Aujourd'hui, face à l'indigence de nos politiques, à leur incapacité à trouver des solutions pour contrer les effets néfastes et délétères du capitalisme galopant, nous sommes tentés de nous rapprocher des extrêmes. Ici, on voudrait nous faire croire qu'il suffit de renvoyer les musulmans pour régler nos problèmes. Là-bas, des fous qui, au nom d'un Dieu, voudraient rétablir l'obscurantisme. Au milieu, des partis politiques désemparés. D'un côté, le blanc, de l'autre, le noir. Entre les deux, pas de nuances. En période de crise et d'incertitude, la tentation du nationalisme n'est jamais loin. La méconnaissance de l'autre est souvent source d'incompréhension et de rejet. Si la peur fait bouger, elle fait rarement avancer.
Je suis allé au Mali en 1999 et 2003 pour y rencontrer des paysans et échanger sur l'intérêt des groupes, coopératives, Cuma et les avantages de construire ensemble. Bien qu'à cent lieues de notre développement (travail manuel, avec un âne ou un boeuf, pas d'électricité), ces agriculteurs sont dignes, en dépit de la misère des bidonvilles. Ils pratiquent un islam modéré. Depuis l'arrivée des fondamentalistes, cette population subit la loi de quelques exaltés, mais les préoccupations sur la façon de développer leurs exploitations, de s'organiser face aux pressions de l'amont et l'aval, et la possibilité d'offrir à leurs enfants un monde meilleur, ressemblent aux nôtres.
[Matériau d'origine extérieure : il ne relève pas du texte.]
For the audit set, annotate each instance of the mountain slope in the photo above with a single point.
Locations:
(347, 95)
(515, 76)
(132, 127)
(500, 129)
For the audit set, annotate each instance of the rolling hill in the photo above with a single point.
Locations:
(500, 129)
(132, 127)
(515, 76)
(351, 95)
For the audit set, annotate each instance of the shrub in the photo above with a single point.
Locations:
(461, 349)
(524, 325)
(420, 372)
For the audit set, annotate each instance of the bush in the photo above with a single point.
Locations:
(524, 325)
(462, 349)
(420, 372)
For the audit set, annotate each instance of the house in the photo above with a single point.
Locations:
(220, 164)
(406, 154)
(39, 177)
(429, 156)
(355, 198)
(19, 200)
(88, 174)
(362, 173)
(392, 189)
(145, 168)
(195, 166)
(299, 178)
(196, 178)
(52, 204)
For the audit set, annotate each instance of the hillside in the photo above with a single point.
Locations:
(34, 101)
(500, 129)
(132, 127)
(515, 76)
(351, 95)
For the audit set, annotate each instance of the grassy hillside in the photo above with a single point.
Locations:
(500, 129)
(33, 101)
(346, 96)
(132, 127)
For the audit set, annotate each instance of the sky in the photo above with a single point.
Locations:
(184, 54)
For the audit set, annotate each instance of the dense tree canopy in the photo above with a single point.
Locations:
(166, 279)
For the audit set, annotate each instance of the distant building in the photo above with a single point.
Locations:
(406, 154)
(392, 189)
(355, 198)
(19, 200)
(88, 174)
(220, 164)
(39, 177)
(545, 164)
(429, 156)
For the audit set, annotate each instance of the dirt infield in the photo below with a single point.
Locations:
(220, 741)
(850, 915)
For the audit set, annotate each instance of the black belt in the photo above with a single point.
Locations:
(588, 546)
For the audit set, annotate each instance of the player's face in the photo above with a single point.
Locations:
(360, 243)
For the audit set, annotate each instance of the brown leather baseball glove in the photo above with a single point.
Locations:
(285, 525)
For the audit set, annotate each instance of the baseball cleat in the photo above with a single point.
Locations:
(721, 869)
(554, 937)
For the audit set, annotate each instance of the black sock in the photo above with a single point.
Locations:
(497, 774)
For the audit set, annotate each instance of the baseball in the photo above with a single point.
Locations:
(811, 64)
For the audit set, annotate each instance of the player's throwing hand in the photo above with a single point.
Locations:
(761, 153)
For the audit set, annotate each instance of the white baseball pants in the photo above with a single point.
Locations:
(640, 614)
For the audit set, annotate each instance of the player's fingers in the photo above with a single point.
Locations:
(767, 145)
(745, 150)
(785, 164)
En Algérie, j'ai rencontré des producteurs de lait responsables de groupes de développement. Nous avons échangé sur les outils et les compétences pour fédérer autour d'un projet, sur l'expérience, sur l'effet levier du groupe. Là aussi, des paysans progressistes qui tentent de faire face aux lobbies des transformateurs, des propriétaires terriens (pas de statut du fermage), à la difficulté de s'approvisionner en fourrages et concentrés. Pour améliorer rapidement leur génétique et parce que, par manque de fourrage, ils n'élèvent pas de génisses, ces producteurs sont contraints d'acheter des jeunes vaches holsteins ou montbéliardes qu'ils payent 3 000 € arrivées en Algérie. À ce prix-là, il vaut mieux être importateur qu'éleveur.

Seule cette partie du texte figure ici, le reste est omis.